Boy's Myakka motorcycle race death ruled 'accident'

jbartolone@bradenton.comFebruary 11, 2014 

A 7-year-old Pompano Beach boy was killed Saturday in an accident during a motorcycle race at this Myakka City property. BAY NEWS 9

MYAKKA CITY -- A preliminary medical examiner's report shows injuries suffered by the 7-year-old Pompano Beach boy who died in a weekend motorcycle race are consistent with an accident, officials said Tuesday.

Evan Max was competing Saturday in the Buffalo Stampede Hare Scramble on a large farm at Clay Gully and Sugarbowl roads when he crashed into a motorcycle ridden by an adult volunteer. The boy apparently failed to see a 39-year-old man's motorcycle as he was crossing the race track next to a palmetto ledge while looking for another rider, according to a Manatee County Sheriff's Office report.

The boy was pronounced dead at a local hospital.

The Manatee County Medical Examiner report determined the cause of death was a fractured neck, said Dave Bristow, spokesman for the sheriff's office.

The ruling was consistent with the sheriff's office investigation, which is conducting an accidental death investigation, Bristow said.

"It's just a very, very tragic accident," Bristow said.

Representatives of the Florida Trail Riders Association, a statewide group that sanctioned the race, said members have been hit hard by the tragedy.

"It's just devastating to everyone," said Mike Belle, hare scramble committee chairman for the association.

Andy Dickson, chaplain for Florida Trail Riders, spent time with Evan's parents shortly after the accident.

"They're taking it very hard, like any parents would," Dickson said.

Belle said accidents happen during hare scramble races, which are held on closed-circuit, off-road courses through woods and fields, but organizers take safety precautions. Racers must wear protective gear, and all events include a safety crew of volunteers, including a rider safety coordinator who is a trained paramedic.

Several county emergency medical personnel were at the race and responded within minutes of the accident, Belle said.

"By and large, our families feel we have a very safe outlet for riding dirt bikes," Belle said. "It's a controlled atmosphere. It's probably safer than some other places where you could go racing dirt bikes on your own."

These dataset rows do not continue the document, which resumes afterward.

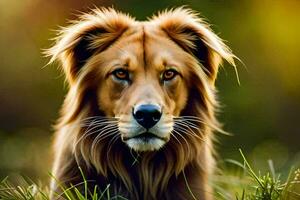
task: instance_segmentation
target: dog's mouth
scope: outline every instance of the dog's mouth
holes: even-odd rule
[[[155,135],[154,133],[151,133],[151,132],[144,132],[144,133],[141,133],[139,135],[135,135],[133,137],[124,137],[123,138],[123,140],[125,142],[130,140],[130,139],[139,139],[143,142],[149,142],[152,139],[160,139],[160,140],[163,140],[163,141],[167,141],[166,138],[160,137],[160,136]]]

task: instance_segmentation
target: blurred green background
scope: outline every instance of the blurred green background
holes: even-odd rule
[[[242,148],[261,171],[268,159],[279,172],[299,166],[300,1],[0,0],[0,179],[47,179],[66,86],[41,50],[78,11],[112,5],[139,20],[180,5],[199,11],[246,66],[238,63],[241,85],[228,64],[219,73],[219,118],[234,136],[219,135],[218,152],[241,160]]]

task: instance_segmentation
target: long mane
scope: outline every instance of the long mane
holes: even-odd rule
[[[196,16],[190,11],[182,8],[175,11],[162,13],[154,17],[153,20],[156,23],[161,23],[165,30],[170,25],[165,20],[171,17],[173,20],[179,20],[181,16],[185,16],[185,18],[195,21]],[[102,11],[98,10],[96,12]],[[103,18],[104,15],[101,15],[101,17]],[[128,16],[126,16],[127,18]],[[95,23],[99,23],[99,19],[96,21],[96,17],[85,17],[85,19],[89,20],[90,24],[93,20]],[[74,26],[73,28],[73,32],[78,32],[81,27]],[[68,33],[72,31],[68,30]],[[210,32],[207,32],[207,34],[205,42],[214,52],[210,55],[210,59],[215,62],[210,61],[212,67],[219,65],[221,57],[233,62],[234,56],[223,42],[218,37],[213,37],[214,35],[211,35]],[[54,60],[58,57],[59,51],[61,49],[52,49],[51,55],[54,56]],[[68,60],[64,60],[65,66],[72,65],[72,63],[67,62]],[[178,135],[177,138],[172,138],[159,151],[135,153],[125,146],[120,137],[113,138],[110,135],[102,139],[96,146],[94,145],[95,148],[91,148],[96,136],[95,134],[87,134],[87,132],[88,129],[92,128],[97,130],[97,127],[93,125],[92,120],[89,120],[88,126],[82,124],[87,119],[92,119],[95,116],[105,117],[105,115],[101,112],[101,105],[100,109],[97,105],[97,79],[95,79],[97,73],[92,61],[85,63],[84,70],[76,75],[76,81],[71,78],[72,84],[70,84],[70,89],[61,110],[61,118],[55,126],[57,130],[54,147],[56,161],[61,162],[61,160],[64,160],[65,163],[69,163],[75,159],[84,172],[96,171],[98,175],[107,177],[107,180],[118,177],[120,187],[125,187],[129,194],[135,196],[136,199],[138,199],[139,194],[151,195],[153,199],[164,195],[163,192],[168,185],[172,184],[176,177],[182,175],[187,167],[198,171],[206,171],[203,174],[207,174],[207,170],[212,170],[214,166],[212,133],[221,129],[215,117],[218,102],[212,82],[214,80],[209,81],[207,74],[201,70],[203,64],[192,55],[187,64],[189,70],[191,70],[191,77],[188,82],[189,96],[187,106],[180,116],[195,117],[198,121],[194,125],[199,128],[186,128],[187,134],[184,137]],[[67,77],[71,76],[72,74],[67,75]],[[91,80],[95,80],[95,82]],[[70,155],[63,155],[66,149],[69,150]],[[54,168],[58,167],[57,165],[54,164]]]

Evan was competing in the Peewee Division for riders ages 5-8.

Belle said the boy couldn't have been going more than 20 mph at the time of the accident. Adult riders average less than 30 mph in hare scrambles, he said.

"I just think it was kind of a freak thing," Belle said.

Dickson called it a "horrific accident" and said it's not time to place blame.

"I think that really hurts the family," he said. "My heart goes out to them."

A funeral for Evan is scheduled Saturday in Pompano Beach, Dickson said, adding he and his organization will do "whatever we can" to help the family.

The Florida Trail Riders Association has more than 2,500 members and organizes off-road motorcycle events statewide, according to its website.

Representatives of the Sarasota Area Dirt Riders Association, the group that promoted Saturday's race, could not be reached for comment Tuesday.